Publié le 3 avril 2009.

JUSTICE - Les modalités d'accueil des anciens détenus ne sont pas encore claires, mais les discussions avancent à petits pas...

Blanchi par la justice américaine, il sera être accueilli par Paris. La France étudie les modalités d'accueil d'un détenu algérien du centre de détention de Guantanamo. Le président américain Barack Obama souhaite fermer le centre de détention d'ici à fin janvier 2010. Deux détenus algériens, dont l’un viendrait en France, ont été blanchis par la justice américaine et sont «libérables» depuis fin novembre. Il s'agit de Lakhdar Boumediene, 42 ans, en grève de la faim depuis plus de deux ans et alimenté de force selon l'organisation Amnesty International; et de Saber Lahmar, 39 ans.

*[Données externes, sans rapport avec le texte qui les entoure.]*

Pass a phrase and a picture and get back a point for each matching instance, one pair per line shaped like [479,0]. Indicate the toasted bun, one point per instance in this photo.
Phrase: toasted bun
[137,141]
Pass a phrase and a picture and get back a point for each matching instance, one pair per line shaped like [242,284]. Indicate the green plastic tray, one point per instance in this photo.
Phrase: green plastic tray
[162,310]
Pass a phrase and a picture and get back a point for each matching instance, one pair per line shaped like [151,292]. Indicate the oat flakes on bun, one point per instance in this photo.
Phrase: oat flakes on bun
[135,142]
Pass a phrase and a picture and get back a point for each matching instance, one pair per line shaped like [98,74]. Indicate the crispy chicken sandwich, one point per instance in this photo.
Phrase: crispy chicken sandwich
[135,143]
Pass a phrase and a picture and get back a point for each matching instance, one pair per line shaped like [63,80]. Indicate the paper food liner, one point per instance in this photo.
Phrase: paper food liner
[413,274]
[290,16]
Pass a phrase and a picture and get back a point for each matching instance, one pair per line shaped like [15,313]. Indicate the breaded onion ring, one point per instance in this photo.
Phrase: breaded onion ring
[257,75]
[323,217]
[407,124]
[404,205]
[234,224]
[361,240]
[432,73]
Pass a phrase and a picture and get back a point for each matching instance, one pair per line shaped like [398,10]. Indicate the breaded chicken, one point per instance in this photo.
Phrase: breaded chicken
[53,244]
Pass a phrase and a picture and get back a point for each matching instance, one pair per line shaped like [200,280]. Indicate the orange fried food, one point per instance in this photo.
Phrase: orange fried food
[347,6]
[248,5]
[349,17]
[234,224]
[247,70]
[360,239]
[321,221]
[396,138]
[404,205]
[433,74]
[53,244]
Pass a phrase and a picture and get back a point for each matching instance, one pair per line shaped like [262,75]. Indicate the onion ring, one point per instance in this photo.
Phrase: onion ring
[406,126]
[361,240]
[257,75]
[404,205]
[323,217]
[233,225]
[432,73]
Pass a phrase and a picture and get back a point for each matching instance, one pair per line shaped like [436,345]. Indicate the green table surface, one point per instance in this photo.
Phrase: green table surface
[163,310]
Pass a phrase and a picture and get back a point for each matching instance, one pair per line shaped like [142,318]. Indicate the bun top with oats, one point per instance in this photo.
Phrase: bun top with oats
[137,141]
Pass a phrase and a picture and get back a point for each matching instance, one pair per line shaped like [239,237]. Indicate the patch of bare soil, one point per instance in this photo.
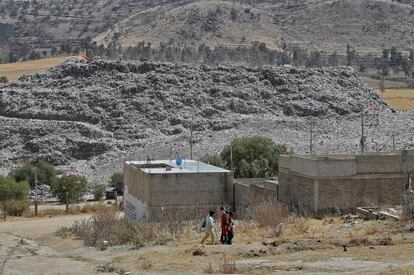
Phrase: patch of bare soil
[320,246]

L'information a été confirmée par Nicolas Sarkozy depuis Strasbourg où il assiste au sommet de l'Otan.

>> A lire également: L'interview de Jacques Barrot, vice-président de la commissin européenne

Tous deux font partie d'un groupe de six Algériens vivant en Bosnie qui ont été arrêtés en octobre 2001, interrogés et mis hors de cause par la police bosniaque, avant que celle-ci ne les livre aux Américains. Ils font partie des premiers détenus arrivés à Guantanamo, en janvier 2002.

Pas de délai tant que les Etats-Unis ne font pas un geste

La France évoque les «liens historiques entre la France et l'Algérie», pour expliquer sa démarche, a assuré un responsable américain. Une source proche des discussions en cours entre le Département d'Etat et la France ayant souhaité conserver l'anonymat a confirmé que «des négociations ont lieu actuellement à propos d'un Algérien».

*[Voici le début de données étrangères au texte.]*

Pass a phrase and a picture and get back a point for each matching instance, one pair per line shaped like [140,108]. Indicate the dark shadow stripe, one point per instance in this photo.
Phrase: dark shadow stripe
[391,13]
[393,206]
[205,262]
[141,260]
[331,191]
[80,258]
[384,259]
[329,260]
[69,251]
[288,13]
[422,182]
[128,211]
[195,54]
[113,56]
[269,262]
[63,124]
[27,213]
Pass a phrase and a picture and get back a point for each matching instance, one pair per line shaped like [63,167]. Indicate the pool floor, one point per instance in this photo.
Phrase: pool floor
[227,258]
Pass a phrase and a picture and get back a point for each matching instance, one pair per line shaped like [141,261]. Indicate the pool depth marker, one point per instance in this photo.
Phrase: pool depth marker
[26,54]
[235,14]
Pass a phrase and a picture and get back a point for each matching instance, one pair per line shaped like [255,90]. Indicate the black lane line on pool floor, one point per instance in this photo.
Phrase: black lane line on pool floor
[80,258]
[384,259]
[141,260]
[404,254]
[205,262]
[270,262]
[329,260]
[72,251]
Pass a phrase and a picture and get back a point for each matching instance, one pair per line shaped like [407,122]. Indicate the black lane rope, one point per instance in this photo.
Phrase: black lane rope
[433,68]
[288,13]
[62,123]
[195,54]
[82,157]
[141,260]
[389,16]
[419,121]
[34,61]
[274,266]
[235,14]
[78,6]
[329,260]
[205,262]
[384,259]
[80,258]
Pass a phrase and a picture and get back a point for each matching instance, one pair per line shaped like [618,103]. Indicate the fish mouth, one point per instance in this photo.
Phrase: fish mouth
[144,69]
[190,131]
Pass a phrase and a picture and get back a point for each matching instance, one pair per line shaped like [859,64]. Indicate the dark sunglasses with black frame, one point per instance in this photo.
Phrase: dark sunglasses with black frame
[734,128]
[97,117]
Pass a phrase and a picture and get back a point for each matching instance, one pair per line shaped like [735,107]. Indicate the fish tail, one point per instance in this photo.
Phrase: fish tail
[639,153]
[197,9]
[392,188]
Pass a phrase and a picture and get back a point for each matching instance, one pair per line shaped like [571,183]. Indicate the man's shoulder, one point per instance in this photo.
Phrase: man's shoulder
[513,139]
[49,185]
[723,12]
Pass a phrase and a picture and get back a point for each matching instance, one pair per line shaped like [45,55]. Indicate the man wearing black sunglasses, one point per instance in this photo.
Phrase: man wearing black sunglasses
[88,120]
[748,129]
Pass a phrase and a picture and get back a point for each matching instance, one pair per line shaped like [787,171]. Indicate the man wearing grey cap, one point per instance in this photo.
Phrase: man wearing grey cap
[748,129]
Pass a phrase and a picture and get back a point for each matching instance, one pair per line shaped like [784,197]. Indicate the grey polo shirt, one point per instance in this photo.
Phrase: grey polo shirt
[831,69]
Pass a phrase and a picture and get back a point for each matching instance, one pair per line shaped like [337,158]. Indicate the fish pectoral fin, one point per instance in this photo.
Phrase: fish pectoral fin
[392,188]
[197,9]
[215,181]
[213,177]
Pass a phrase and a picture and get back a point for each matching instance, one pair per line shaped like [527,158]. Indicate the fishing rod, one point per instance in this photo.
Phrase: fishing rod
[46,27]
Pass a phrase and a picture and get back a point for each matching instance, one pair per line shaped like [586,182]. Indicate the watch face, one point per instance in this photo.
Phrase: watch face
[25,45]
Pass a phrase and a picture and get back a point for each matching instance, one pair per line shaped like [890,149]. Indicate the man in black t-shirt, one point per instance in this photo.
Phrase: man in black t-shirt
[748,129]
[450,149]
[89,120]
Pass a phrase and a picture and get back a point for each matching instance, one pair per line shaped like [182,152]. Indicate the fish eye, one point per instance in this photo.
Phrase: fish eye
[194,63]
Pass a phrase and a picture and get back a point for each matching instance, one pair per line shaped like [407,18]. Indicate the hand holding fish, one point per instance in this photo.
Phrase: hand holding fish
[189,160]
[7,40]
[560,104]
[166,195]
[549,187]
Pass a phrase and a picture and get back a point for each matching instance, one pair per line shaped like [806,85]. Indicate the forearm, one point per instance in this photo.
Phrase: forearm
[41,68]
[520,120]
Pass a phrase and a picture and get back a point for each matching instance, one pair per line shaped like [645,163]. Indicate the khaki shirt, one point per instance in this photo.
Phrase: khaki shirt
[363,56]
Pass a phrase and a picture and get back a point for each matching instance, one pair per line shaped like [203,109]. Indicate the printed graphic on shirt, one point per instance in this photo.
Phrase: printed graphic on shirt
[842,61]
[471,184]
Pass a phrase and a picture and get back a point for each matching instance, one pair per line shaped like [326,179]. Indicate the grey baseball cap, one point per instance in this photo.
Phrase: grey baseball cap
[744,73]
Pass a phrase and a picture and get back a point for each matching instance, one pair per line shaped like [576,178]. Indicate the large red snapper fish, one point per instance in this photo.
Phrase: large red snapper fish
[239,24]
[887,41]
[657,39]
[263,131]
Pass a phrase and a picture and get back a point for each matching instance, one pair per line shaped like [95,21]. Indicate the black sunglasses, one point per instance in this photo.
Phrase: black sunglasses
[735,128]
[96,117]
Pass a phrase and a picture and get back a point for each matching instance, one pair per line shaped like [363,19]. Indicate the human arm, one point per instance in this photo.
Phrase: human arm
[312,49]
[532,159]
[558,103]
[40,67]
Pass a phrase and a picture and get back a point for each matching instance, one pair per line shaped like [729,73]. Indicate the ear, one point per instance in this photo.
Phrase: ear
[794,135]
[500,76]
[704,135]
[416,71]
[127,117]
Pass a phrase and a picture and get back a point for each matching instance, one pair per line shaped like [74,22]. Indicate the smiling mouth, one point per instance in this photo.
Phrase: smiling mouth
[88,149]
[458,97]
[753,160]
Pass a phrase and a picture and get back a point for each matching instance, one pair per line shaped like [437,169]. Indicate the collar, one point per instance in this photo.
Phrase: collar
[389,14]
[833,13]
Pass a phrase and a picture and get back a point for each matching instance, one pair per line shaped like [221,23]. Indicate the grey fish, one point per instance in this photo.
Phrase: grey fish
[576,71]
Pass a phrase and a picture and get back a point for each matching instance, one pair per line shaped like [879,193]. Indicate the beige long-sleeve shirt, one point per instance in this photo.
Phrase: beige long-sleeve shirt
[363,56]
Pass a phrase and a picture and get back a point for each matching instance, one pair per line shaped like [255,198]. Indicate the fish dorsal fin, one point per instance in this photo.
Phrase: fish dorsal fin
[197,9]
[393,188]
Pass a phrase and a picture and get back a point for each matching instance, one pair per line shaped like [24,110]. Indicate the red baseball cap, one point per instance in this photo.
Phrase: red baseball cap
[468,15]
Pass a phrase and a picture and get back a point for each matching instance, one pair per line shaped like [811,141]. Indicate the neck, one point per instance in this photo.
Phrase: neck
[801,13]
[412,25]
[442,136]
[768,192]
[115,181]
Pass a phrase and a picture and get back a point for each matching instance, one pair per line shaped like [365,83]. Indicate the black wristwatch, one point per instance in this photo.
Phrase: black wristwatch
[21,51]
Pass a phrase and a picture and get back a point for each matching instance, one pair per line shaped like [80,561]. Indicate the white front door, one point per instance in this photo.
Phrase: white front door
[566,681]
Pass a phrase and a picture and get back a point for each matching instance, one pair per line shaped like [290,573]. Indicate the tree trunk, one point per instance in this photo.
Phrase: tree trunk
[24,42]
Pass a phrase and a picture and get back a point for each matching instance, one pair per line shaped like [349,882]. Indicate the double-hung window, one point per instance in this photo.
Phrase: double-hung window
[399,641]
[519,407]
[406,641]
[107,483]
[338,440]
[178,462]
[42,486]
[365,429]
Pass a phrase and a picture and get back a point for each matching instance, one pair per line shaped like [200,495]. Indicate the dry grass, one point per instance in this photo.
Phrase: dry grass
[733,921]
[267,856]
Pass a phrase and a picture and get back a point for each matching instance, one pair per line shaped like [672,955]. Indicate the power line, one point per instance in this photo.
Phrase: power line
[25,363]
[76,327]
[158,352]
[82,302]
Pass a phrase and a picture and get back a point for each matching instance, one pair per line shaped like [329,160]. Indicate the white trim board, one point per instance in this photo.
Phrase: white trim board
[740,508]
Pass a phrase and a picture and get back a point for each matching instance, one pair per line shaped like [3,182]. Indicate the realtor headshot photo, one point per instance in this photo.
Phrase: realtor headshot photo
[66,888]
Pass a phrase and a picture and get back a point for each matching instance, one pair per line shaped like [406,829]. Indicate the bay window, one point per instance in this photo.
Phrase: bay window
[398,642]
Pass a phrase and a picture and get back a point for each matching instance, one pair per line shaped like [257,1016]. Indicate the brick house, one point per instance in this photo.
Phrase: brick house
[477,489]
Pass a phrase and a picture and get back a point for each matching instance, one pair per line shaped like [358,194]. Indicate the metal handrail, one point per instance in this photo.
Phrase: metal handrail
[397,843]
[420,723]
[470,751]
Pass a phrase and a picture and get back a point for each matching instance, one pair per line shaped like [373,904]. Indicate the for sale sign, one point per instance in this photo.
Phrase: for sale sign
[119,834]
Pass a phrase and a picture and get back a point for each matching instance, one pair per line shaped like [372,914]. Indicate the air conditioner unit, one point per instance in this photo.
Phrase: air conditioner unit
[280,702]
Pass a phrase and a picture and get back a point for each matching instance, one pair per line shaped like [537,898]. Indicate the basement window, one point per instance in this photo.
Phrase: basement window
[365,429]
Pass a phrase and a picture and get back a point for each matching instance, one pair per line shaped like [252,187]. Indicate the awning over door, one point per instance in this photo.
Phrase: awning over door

Aucune des deux sources n'a pu dire dans quel délai ce détenu serait transféré vers la France mais «personne ne sera transféré avant que les Etats-Unis n'aient pris des détenus», a estimé le responsable américain, en allusion directe à 17 Chinois ouïghours enfermés depuis sept ans à Guantanamo bien que blanchis depuis quatre jours pour la plupart d'entre eux.

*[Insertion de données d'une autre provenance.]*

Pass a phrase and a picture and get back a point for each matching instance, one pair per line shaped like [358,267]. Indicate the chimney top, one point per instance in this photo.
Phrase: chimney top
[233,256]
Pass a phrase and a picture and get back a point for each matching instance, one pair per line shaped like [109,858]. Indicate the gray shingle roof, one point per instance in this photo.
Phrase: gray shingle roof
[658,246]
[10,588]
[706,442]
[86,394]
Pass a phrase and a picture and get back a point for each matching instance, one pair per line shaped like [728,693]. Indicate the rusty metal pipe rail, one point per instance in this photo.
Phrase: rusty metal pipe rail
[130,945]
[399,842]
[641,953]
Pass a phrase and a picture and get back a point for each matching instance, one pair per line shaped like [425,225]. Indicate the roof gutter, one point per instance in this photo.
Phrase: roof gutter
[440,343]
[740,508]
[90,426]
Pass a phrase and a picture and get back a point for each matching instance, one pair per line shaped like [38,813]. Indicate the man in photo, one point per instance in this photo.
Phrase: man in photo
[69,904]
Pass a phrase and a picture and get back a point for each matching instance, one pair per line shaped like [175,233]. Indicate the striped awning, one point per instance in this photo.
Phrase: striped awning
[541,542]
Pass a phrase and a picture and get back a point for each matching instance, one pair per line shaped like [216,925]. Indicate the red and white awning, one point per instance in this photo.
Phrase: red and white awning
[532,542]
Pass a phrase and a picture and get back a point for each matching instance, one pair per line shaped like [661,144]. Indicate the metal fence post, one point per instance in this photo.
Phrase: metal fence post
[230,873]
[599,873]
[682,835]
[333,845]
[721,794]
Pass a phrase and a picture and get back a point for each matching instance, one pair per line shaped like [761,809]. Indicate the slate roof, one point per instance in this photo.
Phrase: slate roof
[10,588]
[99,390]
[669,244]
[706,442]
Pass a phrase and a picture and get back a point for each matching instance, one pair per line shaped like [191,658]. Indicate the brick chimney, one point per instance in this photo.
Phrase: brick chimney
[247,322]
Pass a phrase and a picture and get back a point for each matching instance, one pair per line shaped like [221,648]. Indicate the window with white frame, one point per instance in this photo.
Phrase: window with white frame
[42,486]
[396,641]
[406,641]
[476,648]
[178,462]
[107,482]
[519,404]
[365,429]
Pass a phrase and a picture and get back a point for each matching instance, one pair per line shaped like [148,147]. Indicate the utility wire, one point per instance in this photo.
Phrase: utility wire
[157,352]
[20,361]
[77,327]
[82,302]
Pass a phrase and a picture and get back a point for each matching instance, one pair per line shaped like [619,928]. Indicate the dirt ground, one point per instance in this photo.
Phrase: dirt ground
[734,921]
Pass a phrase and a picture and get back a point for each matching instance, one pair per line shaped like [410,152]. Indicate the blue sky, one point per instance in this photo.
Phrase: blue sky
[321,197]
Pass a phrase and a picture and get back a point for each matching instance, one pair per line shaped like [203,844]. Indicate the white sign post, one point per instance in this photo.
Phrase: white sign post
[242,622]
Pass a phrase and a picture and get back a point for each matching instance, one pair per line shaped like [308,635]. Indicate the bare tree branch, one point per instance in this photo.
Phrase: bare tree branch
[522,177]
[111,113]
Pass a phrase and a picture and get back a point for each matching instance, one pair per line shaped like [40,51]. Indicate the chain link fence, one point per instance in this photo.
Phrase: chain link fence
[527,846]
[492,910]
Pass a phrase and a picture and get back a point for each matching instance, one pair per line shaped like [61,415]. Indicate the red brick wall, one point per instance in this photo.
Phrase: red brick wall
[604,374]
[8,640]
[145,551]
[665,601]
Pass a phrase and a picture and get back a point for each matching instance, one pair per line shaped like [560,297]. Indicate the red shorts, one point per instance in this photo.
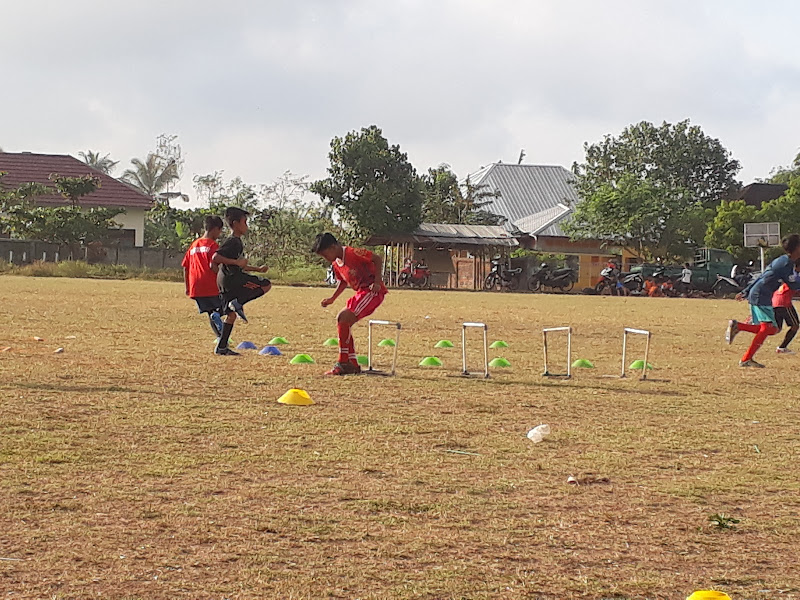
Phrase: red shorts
[364,303]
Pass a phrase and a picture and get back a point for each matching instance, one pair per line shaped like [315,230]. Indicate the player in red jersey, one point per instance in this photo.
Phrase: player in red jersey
[200,274]
[360,269]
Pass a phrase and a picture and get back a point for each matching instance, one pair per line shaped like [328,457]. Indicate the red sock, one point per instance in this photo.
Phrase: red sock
[345,339]
[351,348]
[764,331]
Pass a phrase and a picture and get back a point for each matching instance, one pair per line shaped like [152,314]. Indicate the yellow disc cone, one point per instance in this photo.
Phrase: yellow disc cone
[709,595]
[296,397]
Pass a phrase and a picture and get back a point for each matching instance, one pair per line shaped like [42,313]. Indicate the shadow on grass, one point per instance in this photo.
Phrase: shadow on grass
[643,387]
[47,387]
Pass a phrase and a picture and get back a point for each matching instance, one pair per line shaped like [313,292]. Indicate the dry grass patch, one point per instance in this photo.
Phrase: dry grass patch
[138,465]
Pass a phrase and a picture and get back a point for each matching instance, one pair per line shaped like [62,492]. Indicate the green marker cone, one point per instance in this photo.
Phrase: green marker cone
[638,365]
[430,361]
[302,359]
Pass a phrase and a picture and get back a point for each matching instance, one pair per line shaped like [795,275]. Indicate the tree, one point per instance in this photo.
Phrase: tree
[173,228]
[74,188]
[726,229]
[441,196]
[473,202]
[57,224]
[445,200]
[371,184]
[219,194]
[156,173]
[103,164]
[651,188]
[151,176]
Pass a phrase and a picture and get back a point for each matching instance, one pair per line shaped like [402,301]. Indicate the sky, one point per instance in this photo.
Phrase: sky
[256,88]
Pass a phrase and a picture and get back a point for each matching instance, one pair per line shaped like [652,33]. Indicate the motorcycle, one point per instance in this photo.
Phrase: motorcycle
[502,275]
[730,286]
[608,280]
[633,281]
[564,279]
[415,274]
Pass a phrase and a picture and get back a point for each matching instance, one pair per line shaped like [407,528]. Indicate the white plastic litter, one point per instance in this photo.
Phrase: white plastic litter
[538,433]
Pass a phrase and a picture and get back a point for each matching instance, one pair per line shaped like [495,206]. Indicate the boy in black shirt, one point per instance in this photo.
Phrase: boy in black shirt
[236,286]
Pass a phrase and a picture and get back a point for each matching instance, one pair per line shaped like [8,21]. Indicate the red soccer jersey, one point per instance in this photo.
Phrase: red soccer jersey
[202,280]
[783,297]
[357,269]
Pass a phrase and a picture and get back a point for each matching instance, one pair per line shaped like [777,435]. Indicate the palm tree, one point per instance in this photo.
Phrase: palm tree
[103,164]
[152,176]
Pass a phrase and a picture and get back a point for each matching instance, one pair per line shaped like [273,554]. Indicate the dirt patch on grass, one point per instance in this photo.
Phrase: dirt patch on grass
[136,464]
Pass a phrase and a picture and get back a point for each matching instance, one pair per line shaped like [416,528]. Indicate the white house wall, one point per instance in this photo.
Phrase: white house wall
[133,218]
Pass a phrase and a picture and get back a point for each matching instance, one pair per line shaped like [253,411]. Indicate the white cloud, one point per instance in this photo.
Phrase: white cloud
[255,89]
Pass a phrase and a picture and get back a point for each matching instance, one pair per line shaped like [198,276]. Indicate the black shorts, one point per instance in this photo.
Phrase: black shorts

Un juge fédéral avait autorisé en octobre leur libération à Washington, où vit la plus importante communauté ouïghoure des Etats-Unis, mais une cour d'appel a annulé sa décision, laissant l'exécutif décider du sort de ces prisonniers. Les Ouïghours, minorité musulmane et turcophone, sont persécutés par Pékin et Washington ne s'est jamais résolu à les renvoyer en Chine.